Optimizing graphics performance

看U3D文档，心得：对于3D场景，使用分层次的距离裁剪，小物件分到一个层，稍远时就被裁掉，大物体分到一个层，距离很远时才裁掉，甚至不载。中物体介于二者之间。

文档如下：

Good performance is critical to the success of many games. Below are some simple guidelines for maximizing the speed of your game’s rendering.

Locate high graphics impact

The graphical parts of your game can primarily impact on two systems of the computer: the GPU and the CPU. The first rule of any optimization is to find where the performance problem is, because strategies for optimizing for GPU vs. CPU are quite different (and can even be opposite - for example, it’s quite common to make the GPU do more work while optimizing for CPU, and vice versa).

Common bottlenecks and ways to check for them:

GPU is often limited by fillrate or memory bandwidth.
- Lower the display resolution and run the game. If a lower display resolution makes the game run faster, you may be limited by fillrate on the GPU.
CPU is often limited by the number of batches that need to be rendered.
- Check “batches” in the Rendering Statistics window. The more batches are being rendered, the higher the cost to the CPU.

Less-common bottlenecks:

The GPU has too many vertices to process. The number of vertices that is acceptable to ensure good performance depends on the GPU and the complexity of vertex shaders. Generally speaking, aim for no more than 100,000 vertices on mobile. A PC manages well even with several million vertices, but it is still good practice to keep this number as low as possible through optimization.
The CPU has too many vertices to process. This could be in skinned meshes, cloth simulation, particles, or other game objects and meshes. As above, it is generally good practice to keep this number as low as possible without compromising game quality. See the section on CPU optimization below for guidance on how to do this.
If rendering is not a problem on the GPU or the CPU, there may be an issue elsewhere - for example, in your script or physics. Use the Unity Profiler to locate the problem.

CPU optimization

To render objects on the screen, the CPU has a lot of processing work to do: working out which lights affect that object, setting up the shader and shader parameters, and sending drawing commands to the graphics driver, which then prepares the commands to be sent off to the graphics card.

All this “per object” CPU usage is resource-intensive, so if you have lots of visible objects, it can add up. For example, if you have a thousand triangles, it is much easier on the CPU if they are all in one mesh, rather than in one mesh per triangle (adding up to 1000 meshes). The cost of both scenarios on the GPU is very similar, but the work done by the CPU to render a thousand objects (instead of one) is significantly higher.

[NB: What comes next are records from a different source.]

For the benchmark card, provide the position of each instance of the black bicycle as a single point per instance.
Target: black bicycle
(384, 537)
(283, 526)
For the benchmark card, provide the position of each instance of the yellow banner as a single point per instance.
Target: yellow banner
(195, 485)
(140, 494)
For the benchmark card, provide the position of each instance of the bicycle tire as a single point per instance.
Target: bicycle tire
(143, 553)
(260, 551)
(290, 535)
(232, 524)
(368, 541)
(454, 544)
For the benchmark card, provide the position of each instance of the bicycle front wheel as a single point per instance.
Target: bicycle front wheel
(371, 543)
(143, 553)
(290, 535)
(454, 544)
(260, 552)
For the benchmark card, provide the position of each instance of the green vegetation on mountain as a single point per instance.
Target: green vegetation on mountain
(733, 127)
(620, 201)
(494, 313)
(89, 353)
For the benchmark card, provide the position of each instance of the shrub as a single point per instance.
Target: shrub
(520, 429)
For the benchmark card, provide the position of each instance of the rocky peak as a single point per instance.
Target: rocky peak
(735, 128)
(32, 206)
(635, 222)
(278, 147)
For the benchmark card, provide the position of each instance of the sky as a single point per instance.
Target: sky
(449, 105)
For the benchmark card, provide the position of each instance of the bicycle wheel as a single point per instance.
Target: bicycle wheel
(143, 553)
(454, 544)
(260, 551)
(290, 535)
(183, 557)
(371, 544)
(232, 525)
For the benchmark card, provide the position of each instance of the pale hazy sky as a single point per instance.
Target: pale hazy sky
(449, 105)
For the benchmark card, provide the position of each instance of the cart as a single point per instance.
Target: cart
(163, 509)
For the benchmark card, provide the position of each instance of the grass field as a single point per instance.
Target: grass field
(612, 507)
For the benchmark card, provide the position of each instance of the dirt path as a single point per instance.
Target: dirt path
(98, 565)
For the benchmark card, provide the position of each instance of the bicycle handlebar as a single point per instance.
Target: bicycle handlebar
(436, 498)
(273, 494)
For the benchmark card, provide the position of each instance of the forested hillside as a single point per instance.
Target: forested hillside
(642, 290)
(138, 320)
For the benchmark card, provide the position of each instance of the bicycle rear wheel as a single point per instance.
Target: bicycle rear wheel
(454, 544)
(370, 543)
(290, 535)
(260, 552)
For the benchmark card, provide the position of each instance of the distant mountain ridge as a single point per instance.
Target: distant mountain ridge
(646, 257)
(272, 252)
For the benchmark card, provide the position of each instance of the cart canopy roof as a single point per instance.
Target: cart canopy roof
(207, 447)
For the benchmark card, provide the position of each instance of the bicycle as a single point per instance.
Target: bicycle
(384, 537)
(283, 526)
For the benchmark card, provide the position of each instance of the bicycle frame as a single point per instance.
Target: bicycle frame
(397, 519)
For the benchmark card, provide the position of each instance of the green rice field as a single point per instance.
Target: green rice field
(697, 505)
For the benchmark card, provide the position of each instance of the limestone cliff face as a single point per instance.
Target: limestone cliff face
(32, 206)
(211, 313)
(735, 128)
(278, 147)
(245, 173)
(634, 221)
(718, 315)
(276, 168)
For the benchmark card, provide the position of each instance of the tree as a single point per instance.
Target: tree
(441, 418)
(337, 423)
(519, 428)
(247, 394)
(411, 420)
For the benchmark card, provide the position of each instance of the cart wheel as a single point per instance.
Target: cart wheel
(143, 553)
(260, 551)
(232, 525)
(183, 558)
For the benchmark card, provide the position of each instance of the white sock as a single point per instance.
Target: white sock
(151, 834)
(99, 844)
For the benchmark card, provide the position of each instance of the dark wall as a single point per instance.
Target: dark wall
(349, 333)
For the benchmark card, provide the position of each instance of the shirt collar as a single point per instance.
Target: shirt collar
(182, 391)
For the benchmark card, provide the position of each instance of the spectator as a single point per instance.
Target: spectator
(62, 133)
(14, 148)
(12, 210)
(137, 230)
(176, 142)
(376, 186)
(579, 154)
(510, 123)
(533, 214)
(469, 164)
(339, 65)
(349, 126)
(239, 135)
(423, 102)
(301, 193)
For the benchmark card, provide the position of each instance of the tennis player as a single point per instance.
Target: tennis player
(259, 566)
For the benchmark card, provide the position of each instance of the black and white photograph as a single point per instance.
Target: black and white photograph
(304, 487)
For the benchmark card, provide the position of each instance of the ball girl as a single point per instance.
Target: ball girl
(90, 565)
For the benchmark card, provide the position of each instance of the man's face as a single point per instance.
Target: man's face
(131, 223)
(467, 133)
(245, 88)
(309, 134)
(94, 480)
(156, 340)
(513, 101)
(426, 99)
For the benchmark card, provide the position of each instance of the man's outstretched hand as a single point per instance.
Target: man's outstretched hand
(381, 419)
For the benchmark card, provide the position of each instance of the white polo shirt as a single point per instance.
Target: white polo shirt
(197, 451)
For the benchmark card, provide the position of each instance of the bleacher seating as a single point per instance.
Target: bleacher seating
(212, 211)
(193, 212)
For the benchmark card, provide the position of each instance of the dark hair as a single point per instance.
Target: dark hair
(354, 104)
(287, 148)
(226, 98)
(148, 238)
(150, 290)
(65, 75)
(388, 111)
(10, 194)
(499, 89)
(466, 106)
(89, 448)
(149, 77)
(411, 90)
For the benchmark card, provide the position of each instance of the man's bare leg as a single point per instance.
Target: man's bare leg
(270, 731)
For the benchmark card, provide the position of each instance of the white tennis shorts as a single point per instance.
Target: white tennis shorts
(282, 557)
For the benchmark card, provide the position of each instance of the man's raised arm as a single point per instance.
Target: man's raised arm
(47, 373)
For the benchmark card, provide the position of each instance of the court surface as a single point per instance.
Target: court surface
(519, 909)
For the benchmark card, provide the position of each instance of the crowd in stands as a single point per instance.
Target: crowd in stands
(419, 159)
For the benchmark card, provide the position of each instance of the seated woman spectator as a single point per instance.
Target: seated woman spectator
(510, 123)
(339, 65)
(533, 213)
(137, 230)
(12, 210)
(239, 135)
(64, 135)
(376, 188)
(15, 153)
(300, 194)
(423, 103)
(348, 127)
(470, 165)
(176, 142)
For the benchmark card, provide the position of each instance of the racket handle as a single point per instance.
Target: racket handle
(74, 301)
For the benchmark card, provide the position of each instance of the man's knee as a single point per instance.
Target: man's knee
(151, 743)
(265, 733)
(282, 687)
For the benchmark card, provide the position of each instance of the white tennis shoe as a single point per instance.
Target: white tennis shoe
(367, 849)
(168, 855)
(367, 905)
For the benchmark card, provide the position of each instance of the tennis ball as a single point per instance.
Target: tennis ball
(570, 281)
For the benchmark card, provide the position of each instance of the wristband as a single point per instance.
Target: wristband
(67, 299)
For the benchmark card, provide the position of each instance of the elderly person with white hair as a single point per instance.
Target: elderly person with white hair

Reduce the visible object count. To reduce the amount of work the CPU needs to do:

Combine close objects together, either manually or using Unity’s draw call batching.
Use fewer materials in your objects by putting separate textures into a larger texture atlas.
Use fewer things that cause objects to be rendered multiple times (such as reflections, shadows and per-pixel lights).

Combine objects together so that each mesh has at least several hundred triangles and uses only one Material for the entire mesh. Note that combining two objects which don’t share a material does not give you any performance increase at all. The most common reason for requiring multiple materials is that two meshes don’t share the same textures; to optimize CPU performance, ensure that any objects you combine share the same textures.

When using many pixel lights in the Forward rendering path, there are situations where combining objects may not make sense. See the Lighting performance section below to learn how to manage this.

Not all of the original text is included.